Sorry to all if my previous post came across as implying Correia was a good person that was led astray or anything like that. I intended to say that I was just surprised by how terrible he turned out to be because his attitudes didn’t really come through in his novel, or at least not to me in my initial readthrough. It seems I didn’t communicate that as clearly as I thought.
@Definitely not Steve, I guess you mean romancewritersofamerica.com, rather than their real site. Chuck Tingle strikes again!
Claire Ryan documents the story so far here.
Thanks Moggie, that’s the one! I haven’t figured out a way to post links here without my posts being lost to the void.
@Definitely Not Steve
Well, it seems Chuck knows a thing or two about the void judging by his websites, so maybe he can help you.
@Naglfar – the void crabs, at least 😛
@Definitely not steve – You should see a link button above the comment box (third button on the top). Select the text you want to link and cut and paste the URL into the pop-up box.
I think the catch for this link function is that you need “http” not “https”. But if there’s a https and you change it to http, it’ll work, at least in my experience. You could also just cut and paste the whole link into the comment box.

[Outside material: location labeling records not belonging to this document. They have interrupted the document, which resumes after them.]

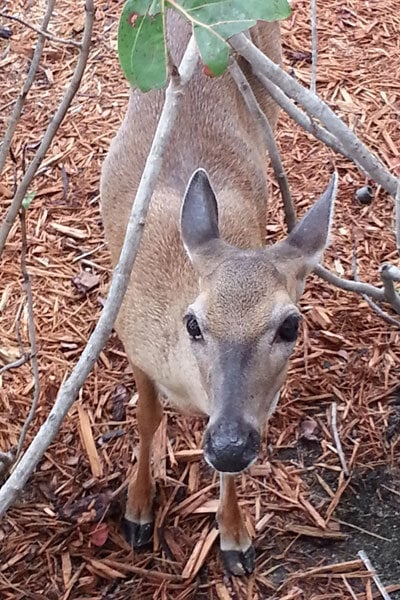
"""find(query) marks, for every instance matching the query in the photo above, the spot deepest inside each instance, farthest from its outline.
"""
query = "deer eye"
(193, 328)
(289, 329)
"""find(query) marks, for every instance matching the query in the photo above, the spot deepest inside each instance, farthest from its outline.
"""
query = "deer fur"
(206, 261)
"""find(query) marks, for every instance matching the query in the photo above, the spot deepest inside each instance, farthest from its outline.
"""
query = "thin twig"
(16, 113)
(52, 127)
(14, 365)
(375, 307)
(70, 388)
(41, 31)
(374, 576)
(316, 108)
(32, 334)
(350, 286)
(269, 139)
(388, 275)
(349, 588)
(7, 459)
(336, 437)
(397, 216)
(314, 47)
(357, 528)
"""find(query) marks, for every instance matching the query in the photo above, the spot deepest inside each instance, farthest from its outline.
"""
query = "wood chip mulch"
(62, 539)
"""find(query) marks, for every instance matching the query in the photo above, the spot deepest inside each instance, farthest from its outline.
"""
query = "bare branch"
(16, 113)
(397, 217)
(41, 31)
(348, 285)
(314, 46)
(52, 128)
(7, 459)
(336, 438)
(32, 334)
(315, 107)
(269, 139)
(375, 307)
(366, 290)
(389, 274)
(119, 284)
(15, 364)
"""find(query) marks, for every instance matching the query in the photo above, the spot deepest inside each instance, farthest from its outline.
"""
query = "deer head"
(244, 323)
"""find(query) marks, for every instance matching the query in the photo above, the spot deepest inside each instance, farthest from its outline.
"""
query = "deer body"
(205, 298)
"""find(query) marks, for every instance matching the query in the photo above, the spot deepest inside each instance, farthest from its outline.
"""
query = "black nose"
(231, 447)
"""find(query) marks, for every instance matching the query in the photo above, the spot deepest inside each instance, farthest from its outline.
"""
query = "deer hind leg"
(237, 552)
(138, 522)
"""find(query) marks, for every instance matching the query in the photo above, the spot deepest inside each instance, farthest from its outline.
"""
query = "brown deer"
(210, 318)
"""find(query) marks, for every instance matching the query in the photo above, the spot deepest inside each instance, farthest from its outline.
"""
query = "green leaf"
(214, 51)
(217, 20)
(141, 44)
(27, 200)
(142, 38)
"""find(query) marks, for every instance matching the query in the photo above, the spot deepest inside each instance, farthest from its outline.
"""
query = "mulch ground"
(62, 539)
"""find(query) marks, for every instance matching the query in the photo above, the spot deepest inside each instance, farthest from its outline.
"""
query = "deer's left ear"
(304, 247)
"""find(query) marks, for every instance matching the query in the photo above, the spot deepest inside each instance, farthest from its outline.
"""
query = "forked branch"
(345, 140)
(284, 89)
(16, 113)
(52, 127)
(70, 388)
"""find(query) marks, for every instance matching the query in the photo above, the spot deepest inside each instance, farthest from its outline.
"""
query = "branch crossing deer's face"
(244, 323)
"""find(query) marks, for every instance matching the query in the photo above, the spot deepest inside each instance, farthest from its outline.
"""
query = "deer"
(211, 316)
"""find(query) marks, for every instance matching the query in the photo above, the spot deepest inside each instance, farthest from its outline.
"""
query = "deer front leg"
(237, 551)
(138, 523)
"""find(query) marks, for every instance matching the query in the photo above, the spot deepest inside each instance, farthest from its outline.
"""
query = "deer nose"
(231, 447)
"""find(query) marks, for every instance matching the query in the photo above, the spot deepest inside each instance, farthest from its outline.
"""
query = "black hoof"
(239, 563)
(137, 535)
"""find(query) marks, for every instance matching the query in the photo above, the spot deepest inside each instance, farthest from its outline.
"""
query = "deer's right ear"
(199, 217)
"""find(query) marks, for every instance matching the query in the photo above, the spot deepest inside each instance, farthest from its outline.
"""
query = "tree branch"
(366, 290)
(119, 284)
(16, 113)
(397, 217)
(52, 128)
(314, 47)
(269, 140)
(41, 31)
(32, 335)
(316, 108)
(389, 274)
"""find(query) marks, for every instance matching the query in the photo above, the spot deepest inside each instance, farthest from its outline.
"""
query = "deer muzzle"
(231, 446)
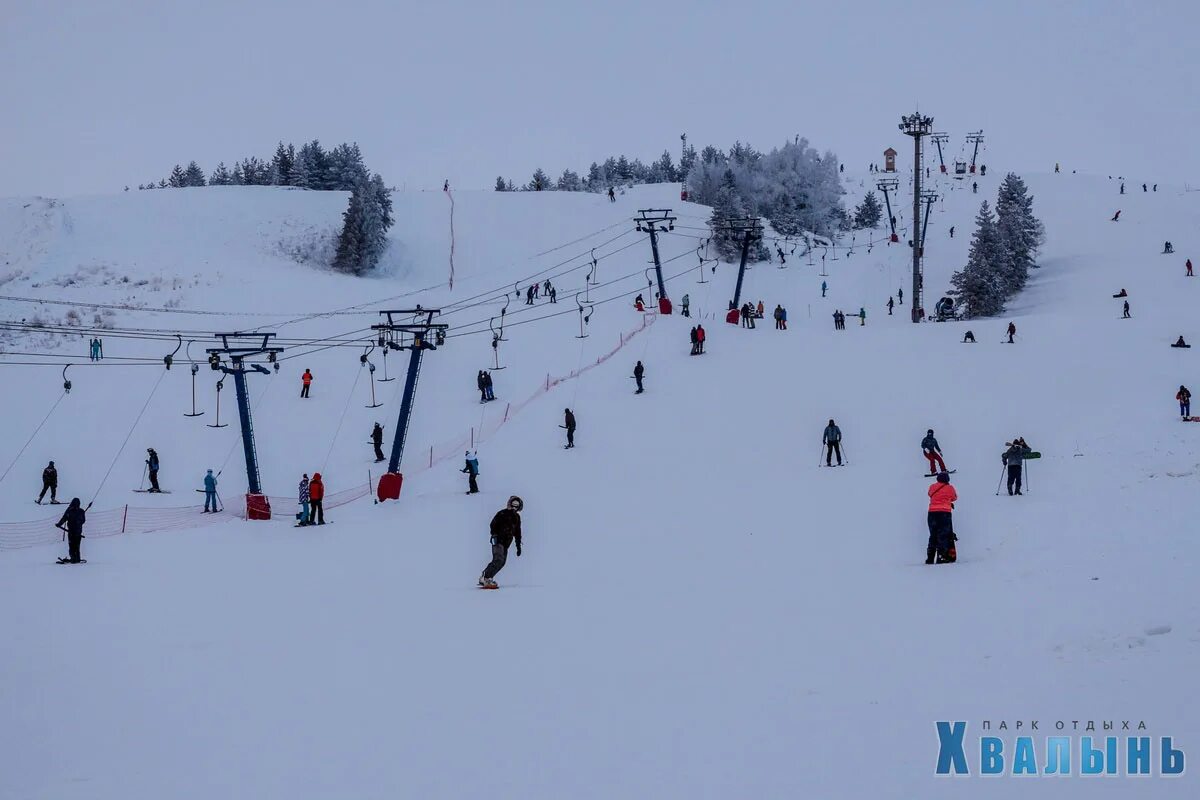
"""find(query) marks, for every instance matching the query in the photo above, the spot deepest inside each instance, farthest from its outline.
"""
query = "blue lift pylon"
(420, 331)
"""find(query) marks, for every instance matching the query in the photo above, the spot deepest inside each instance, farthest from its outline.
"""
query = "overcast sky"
(100, 94)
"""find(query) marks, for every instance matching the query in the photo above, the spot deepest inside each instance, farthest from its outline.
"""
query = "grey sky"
(101, 94)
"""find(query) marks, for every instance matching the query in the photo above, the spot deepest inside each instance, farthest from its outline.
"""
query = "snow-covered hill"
(700, 609)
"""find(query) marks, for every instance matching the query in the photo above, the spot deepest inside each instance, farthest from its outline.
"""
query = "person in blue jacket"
(210, 493)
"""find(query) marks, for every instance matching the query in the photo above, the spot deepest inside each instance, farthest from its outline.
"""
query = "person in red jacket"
(317, 500)
(941, 524)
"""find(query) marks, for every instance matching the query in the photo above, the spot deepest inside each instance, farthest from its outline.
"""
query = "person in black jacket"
(377, 440)
(72, 524)
(569, 419)
(505, 531)
(49, 483)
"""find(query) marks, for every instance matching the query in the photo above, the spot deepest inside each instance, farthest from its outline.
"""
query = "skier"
(569, 419)
(304, 499)
(72, 525)
(317, 499)
(377, 440)
(49, 483)
(505, 530)
(210, 493)
(472, 469)
(941, 522)
(1013, 458)
(933, 453)
(153, 465)
(832, 440)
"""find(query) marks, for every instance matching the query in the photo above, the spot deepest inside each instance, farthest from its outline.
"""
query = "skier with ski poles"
(377, 440)
(71, 524)
(1013, 459)
(832, 440)
(941, 522)
(505, 530)
(933, 453)
(49, 483)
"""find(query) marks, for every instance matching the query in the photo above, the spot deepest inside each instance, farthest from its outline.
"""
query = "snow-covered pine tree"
(869, 212)
(979, 286)
(193, 175)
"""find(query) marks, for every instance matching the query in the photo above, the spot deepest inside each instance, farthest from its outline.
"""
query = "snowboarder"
(941, 522)
(377, 440)
(1013, 458)
(305, 500)
(153, 467)
(933, 453)
(49, 483)
(832, 440)
(72, 525)
(569, 419)
(505, 530)
(472, 469)
(210, 493)
(317, 499)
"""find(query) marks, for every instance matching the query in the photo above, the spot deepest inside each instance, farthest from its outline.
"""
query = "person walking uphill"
(1013, 458)
(832, 440)
(941, 522)
(933, 453)
(72, 525)
(377, 440)
(210, 493)
(505, 531)
(51, 483)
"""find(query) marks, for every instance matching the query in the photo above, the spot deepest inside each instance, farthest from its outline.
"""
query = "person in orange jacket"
(941, 524)
(317, 500)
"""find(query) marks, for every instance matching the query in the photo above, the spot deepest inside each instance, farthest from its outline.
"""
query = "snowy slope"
(700, 609)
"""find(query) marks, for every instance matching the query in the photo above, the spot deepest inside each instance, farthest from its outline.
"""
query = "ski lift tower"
(239, 347)
(975, 138)
(916, 126)
(418, 342)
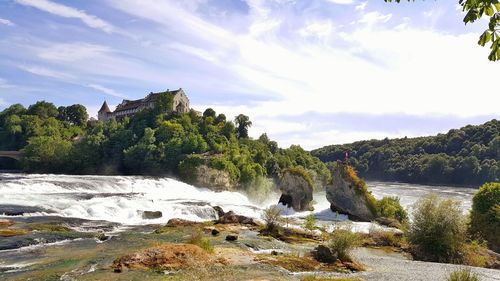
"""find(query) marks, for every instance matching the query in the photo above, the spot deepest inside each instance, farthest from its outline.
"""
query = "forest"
(153, 142)
(466, 156)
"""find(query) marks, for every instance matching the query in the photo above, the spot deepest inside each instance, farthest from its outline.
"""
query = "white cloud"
(375, 17)
(341, 2)
(106, 90)
(318, 29)
(47, 72)
(6, 22)
(361, 6)
(69, 12)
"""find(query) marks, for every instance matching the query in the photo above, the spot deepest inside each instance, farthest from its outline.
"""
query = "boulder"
(150, 215)
(214, 179)
(324, 254)
(165, 257)
(346, 196)
(231, 237)
(180, 222)
(296, 190)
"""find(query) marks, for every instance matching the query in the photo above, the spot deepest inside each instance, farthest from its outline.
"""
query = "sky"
(313, 73)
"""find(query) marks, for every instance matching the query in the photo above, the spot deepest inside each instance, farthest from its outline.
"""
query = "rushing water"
(123, 199)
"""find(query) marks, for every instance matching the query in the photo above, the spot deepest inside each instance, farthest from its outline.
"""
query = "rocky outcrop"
(166, 256)
(217, 180)
(297, 190)
(347, 195)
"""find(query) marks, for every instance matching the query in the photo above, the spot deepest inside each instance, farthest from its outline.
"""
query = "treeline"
(153, 142)
(465, 156)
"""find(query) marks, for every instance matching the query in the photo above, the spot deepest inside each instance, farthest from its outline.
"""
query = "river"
(123, 199)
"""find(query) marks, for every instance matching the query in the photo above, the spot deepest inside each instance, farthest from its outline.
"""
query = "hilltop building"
(131, 107)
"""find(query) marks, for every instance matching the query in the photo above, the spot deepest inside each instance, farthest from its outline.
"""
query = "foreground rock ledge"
(165, 256)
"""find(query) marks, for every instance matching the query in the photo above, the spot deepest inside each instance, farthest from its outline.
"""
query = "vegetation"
(466, 156)
(462, 275)
(476, 9)
(343, 241)
(438, 231)
(390, 207)
(197, 238)
(485, 214)
(310, 222)
(153, 142)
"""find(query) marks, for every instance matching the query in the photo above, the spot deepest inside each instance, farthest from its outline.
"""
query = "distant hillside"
(465, 156)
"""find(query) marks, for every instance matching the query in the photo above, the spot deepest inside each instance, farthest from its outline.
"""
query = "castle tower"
(104, 113)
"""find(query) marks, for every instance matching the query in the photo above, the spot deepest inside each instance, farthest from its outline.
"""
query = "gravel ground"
(396, 267)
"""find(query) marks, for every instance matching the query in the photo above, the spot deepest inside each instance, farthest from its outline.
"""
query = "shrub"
(198, 239)
(390, 207)
(462, 275)
(438, 230)
(343, 241)
(272, 217)
(485, 214)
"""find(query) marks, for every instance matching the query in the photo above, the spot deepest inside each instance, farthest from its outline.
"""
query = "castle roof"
(104, 107)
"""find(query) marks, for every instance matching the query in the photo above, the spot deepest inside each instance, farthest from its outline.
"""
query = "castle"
(131, 107)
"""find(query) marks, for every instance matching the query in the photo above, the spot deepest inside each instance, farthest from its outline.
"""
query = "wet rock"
(231, 237)
(296, 190)
(220, 212)
(324, 254)
(346, 197)
(180, 222)
(167, 256)
(149, 215)
(231, 217)
(5, 223)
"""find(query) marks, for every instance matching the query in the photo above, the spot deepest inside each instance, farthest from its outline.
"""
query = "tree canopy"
(476, 9)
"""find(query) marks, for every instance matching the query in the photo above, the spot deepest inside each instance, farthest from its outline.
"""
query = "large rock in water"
(217, 180)
(296, 190)
(346, 196)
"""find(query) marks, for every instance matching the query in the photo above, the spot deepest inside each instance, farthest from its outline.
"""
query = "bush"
(462, 275)
(438, 230)
(485, 214)
(198, 239)
(310, 222)
(343, 241)
(390, 207)
(272, 217)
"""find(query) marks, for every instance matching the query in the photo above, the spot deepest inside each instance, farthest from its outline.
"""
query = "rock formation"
(348, 195)
(296, 189)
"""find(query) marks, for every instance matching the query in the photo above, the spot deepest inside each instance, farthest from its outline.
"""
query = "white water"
(123, 199)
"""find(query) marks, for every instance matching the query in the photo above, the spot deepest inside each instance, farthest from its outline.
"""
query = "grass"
(9, 232)
(197, 238)
(462, 275)
(315, 278)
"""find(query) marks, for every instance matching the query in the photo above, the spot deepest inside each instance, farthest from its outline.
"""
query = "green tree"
(242, 123)
(476, 9)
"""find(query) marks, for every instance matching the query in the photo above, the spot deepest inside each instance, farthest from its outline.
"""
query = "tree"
(243, 123)
(476, 9)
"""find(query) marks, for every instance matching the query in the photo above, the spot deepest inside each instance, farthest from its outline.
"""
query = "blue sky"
(308, 72)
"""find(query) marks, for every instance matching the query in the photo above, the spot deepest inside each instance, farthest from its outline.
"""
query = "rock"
(180, 222)
(296, 190)
(6, 223)
(149, 215)
(220, 212)
(214, 179)
(324, 254)
(231, 237)
(346, 197)
(231, 217)
(101, 236)
(166, 256)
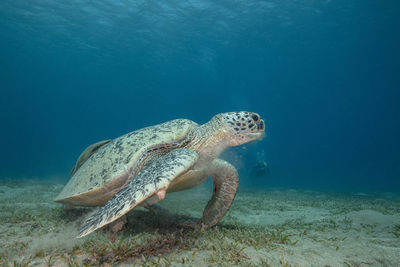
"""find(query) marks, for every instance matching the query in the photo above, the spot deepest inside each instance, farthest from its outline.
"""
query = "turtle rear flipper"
(151, 180)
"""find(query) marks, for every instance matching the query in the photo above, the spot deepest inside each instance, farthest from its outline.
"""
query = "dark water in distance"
(323, 74)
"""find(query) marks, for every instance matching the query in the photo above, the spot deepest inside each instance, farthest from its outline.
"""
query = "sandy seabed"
(262, 228)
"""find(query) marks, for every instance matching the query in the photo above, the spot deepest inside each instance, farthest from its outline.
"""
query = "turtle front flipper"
(226, 181)
(152, 180)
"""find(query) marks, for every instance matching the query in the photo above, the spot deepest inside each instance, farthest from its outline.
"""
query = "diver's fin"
(152, 180)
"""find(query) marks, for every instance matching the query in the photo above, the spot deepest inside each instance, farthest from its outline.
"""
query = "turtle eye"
(255, 117)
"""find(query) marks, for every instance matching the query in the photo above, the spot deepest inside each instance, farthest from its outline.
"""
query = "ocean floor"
(262, 228)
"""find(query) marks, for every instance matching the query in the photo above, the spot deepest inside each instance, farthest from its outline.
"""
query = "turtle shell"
(115, 163)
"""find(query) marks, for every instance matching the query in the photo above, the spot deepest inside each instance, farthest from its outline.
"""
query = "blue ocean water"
(324, 75)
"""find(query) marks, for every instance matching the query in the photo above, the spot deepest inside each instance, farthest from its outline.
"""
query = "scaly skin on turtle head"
(225, 130)
(242, 127)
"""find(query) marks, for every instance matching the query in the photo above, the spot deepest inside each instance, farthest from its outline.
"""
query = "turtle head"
(242, 127)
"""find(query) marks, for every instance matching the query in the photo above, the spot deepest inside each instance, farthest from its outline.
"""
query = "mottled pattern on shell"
(119, 157)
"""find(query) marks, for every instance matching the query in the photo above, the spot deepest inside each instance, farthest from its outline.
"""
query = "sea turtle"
(140, 167)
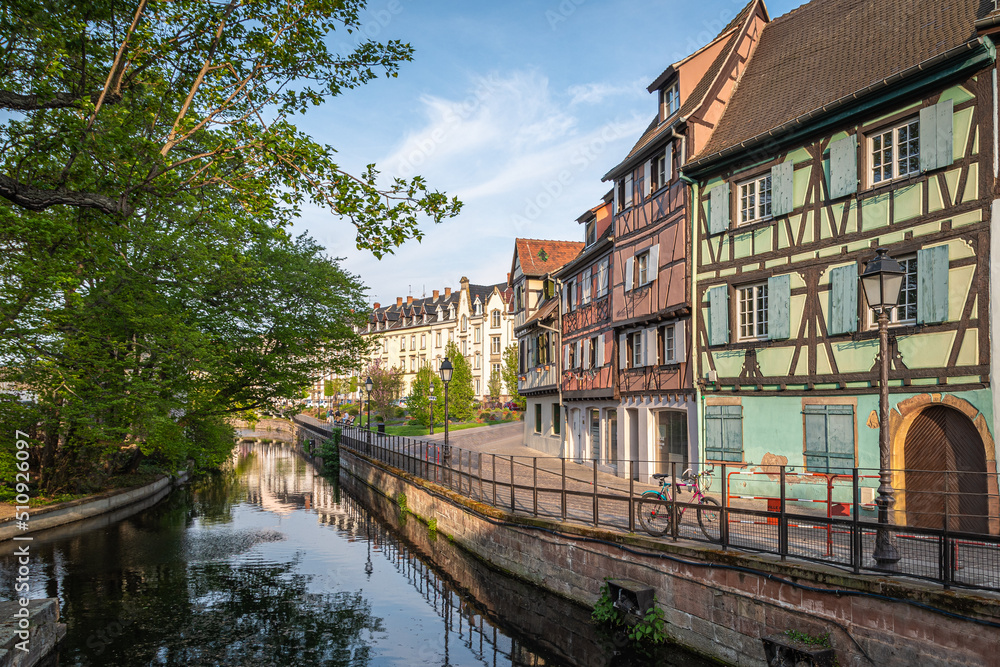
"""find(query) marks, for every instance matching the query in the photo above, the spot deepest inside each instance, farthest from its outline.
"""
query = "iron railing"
(822, 517)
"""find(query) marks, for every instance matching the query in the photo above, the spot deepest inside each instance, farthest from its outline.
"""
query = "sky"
(518, 108)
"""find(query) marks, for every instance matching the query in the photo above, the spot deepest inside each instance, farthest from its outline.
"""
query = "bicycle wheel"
(654, 514)
(709, 518)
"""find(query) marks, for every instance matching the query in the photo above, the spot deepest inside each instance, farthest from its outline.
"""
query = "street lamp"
(446, 371)
(430, 404)
(882, 279)
(368, 419)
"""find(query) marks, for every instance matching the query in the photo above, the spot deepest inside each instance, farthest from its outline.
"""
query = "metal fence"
(820, 517)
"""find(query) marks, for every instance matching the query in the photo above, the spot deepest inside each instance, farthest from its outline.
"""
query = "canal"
(269, 563)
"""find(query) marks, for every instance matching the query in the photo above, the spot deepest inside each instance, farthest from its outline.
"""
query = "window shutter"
(936, 138)
(718, 309)
(782, 188)
(649, 343)
(932, 284)
(843, 167)
(718, 218)
(779, 297)
(653, 267)
(843, 300)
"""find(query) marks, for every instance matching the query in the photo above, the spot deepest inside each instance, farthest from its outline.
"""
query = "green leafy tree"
(387, 387)
(461, 395)
(509, 371)
(418, 402)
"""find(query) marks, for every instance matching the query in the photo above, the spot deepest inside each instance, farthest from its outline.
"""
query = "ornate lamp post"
(446, 371)
(881, 279)
(430, 404)
(368, 419)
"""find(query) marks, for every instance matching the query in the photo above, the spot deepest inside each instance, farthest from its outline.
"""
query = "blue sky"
(516, 107)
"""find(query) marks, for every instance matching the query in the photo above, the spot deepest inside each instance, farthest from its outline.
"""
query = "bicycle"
(656, 508)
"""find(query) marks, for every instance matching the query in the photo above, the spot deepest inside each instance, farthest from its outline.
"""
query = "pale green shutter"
(843, 300)
(718, 219)
(718, 320)
(844, 167)
(936, 136)
(779, 296)
(932, 284)
(782, 188)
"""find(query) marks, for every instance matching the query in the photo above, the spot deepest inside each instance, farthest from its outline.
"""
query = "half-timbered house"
(536, 326)
(651, 278)
(588, 363)
(856, 125)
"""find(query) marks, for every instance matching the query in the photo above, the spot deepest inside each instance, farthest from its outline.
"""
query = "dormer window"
(671, 100)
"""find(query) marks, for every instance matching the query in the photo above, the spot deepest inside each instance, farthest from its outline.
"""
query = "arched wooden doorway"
(946, 473)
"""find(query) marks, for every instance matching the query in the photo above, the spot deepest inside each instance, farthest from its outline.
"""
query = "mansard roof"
(539, 257)
(829, 52)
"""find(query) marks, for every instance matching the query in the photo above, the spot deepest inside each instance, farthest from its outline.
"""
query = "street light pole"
(882, 279)
(446, 371)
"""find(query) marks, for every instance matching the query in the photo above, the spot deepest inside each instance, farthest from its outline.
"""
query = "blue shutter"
(932, 284)
(782, 188)
(844, 167)
(936, 136)
(718, 315)
(843, 300)
(718, 218)
(779, 318)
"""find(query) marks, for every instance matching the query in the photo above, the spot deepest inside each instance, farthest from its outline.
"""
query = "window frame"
(870, 152)
(760, 290)
(758, 215)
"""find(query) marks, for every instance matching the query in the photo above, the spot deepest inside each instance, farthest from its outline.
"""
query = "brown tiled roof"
(827, 50)
(539, 257)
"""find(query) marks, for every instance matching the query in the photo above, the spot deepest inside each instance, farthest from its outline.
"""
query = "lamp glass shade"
(446, 371)
(882, 280)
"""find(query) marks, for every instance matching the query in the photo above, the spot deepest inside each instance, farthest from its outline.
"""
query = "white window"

Grain of salt: this is coming from a non-techy user and on your side there may be issues with platforms, plug-ins and other things I don’t understand!
This is usually true, but not always. Some websites are not set up to automatically redirect from http to https. But for most websites this does work.
That said, I am pretty sure I’ve been able to link to https addresses before without issues. It’s not always easy to tell what will inadvertently trigger the spam filter, unfortunately.